Trivia, Notes, Quotes and Allusions


  • TRIVIA (6)

    • Upon scanning the now young Picard, Dr. Crusher states that "...their DNA structure is now consistent with those of pre-adolescence." This statement is invalid, since DNA does not change with puberty. Their DNA structure would be the same no matter if they were children or elderly.

    • In the scene in the O'Brien's quarters following the transporter accident, the young Keiko collects a black cup of coffee from the replicator in her right hand and a white cup of coffee in her left hand. As the shot changes to her sitting down, the cups have suddenly switched hands.

    • Unfortunately, the writers of the Star Trek series are repeatedly under the impression that altering DNA alters the host instantly. Even if every fragment of DNA in an organism was manipulated in exactly the same way simultaneously (which would be necessary, since many changes would cause the body's immune system to quickly kill the affected cells), the transporter system would have to selectively excise extra cells from the body (hence the drop in mass). Additionally, other changes (such as the fact that Picard had suddenly sprouted more hair) would, at the very least, take time to happen. In short, the whole transporter event is the usual ST bad science.

    • The characters in this episode capture the Ferengi by attaching comm badges to them and then beaming them into a contained area. Why are the comm badges necessary? If they have access to the computer systems, can't they just scan for Ferengi bio signs and site-to-site transport them from inside of the classroom?

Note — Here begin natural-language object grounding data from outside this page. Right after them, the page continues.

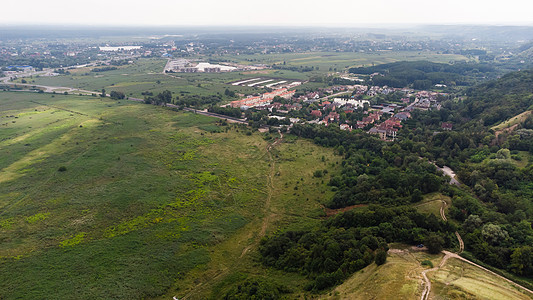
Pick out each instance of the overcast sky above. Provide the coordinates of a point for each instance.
(269, 12)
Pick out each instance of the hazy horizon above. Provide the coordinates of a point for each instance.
(298, 13)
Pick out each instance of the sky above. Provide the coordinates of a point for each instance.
(270, 12)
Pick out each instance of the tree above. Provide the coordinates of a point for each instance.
(434, 243)
(522, 261)
(381, 257)
(117, 95)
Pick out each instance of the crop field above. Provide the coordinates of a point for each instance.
(113, 199)
(341, 60)
(146, 75)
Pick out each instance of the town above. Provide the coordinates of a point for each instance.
(350, 107)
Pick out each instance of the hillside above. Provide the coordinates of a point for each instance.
(128, 200)
(402, 274)
(500, 99)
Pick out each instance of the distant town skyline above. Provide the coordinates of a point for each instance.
(274, 12)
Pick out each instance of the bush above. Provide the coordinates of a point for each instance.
(381, 257)
(427, 263)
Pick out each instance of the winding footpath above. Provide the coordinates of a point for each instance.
(447, 255)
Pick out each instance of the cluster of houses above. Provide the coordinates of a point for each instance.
(384, 120)
(263, 99)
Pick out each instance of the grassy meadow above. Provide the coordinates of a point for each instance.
(114, 199)
(401, 276)
(146, 74)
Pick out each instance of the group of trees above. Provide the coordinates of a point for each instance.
(351, 241)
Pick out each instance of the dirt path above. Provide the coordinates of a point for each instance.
(270, 186)
(264, 225)
(454, 255)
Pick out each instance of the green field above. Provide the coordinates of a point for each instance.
(146, 75)
(107, 199)
(341, 60)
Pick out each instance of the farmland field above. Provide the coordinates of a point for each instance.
(341, 60)
(146, 74)
(113, 199)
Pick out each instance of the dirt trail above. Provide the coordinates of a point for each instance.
(264, 225)
(270, 186)
(447, 255)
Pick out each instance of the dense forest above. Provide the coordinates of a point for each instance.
(492, 209)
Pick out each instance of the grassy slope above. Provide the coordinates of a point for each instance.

    • The Ferengi say they are not affilliated with the Ferengi Alliance--that they are renegades--yet they also say they claim the Enterprise in accordance with Ferengi Salvage Codes.

    • When young Picard asks "Daddy Riker" to turn on the computers in the classroom, he identifies the classroom as schoolroom 8. However, when Picard is at the computer, the computer identifies itself as being in Classroom 7.

  • QUOTES (4)

    • 12-year old Picard: I want to see my Father! I want to see him now! Now now now now now!

    • Guinan: That's the thing about crayons... they can take you more places than a starship.

    • Riker: (confusing the Ferengi) So, one more time. The remastat kiloquad capacity is a function: square-root the intermix ratio times the sum of the plasma injector quotion.

    • Troi: I came to see how you're doing.
      12 year old Picard: Well, I'll have to speak to my tailor, but otherwise I'm well. Thank you. (looking in the mirror) It's just so ridiculous. I can't take myself seriously like this.

  • NOTES (8)

    • The shot of the Enterprise firing from its saucer section as well as those of the Birds Of Prey are recycled FX from "Yesterday's Enterprise."

    • This is the second time on the series that Riker has had a "son" named Jean-Luc. Neither times were they his real son.

    • Riker mentions the name of the computer on the Enterprise. It's likely taken from the German physicist Werner Heisenberg (1901-1976). Heisenberg won a Nobel Prize for physics in 1932 and in World War II he headed the German's unsuccessful nuclear weapons project. Life under the Nazis was unbearable for Jewish and non-Jewish scientists like Albert Einstein, Max Born, Lise Meitner, and Wolfgang Pauli so they left, but Heisenberg and others chose to remain in Germany.

    • Last appearance of Rosalind Chao as Keiko O'Brien on TNG.

    • David Tristan Birkin (young Picard) played Jean Luc's nephew, Rene Picard, in Season 4's "Family."

    • This was Colm Meaney's final appearance in the series due to the character transferring to sister series Deep Space Nine. He would reappear in the two-part finale "All Good Things..."

    • This would be Ensign Ro's last appearance on the show until the final season. The creators of Deep Space 9 wanted Ensign Ro to be in the series. Michelle declined, opting for a movie career.

    • Adam Nimoy, the son of Leonard Nimoy who played Spock in Star Trek: The Original Series, directed this episode.


    • Computer: I'm sorry, but I can't do that. Would you like to play a game?
      The 12-year-old Picard gets allusions from two different classic sci-fi movies from his ship's computer. The first sentence comes from HAL in 2001: A Space Odyssey. The second comes from the computer in WarGames.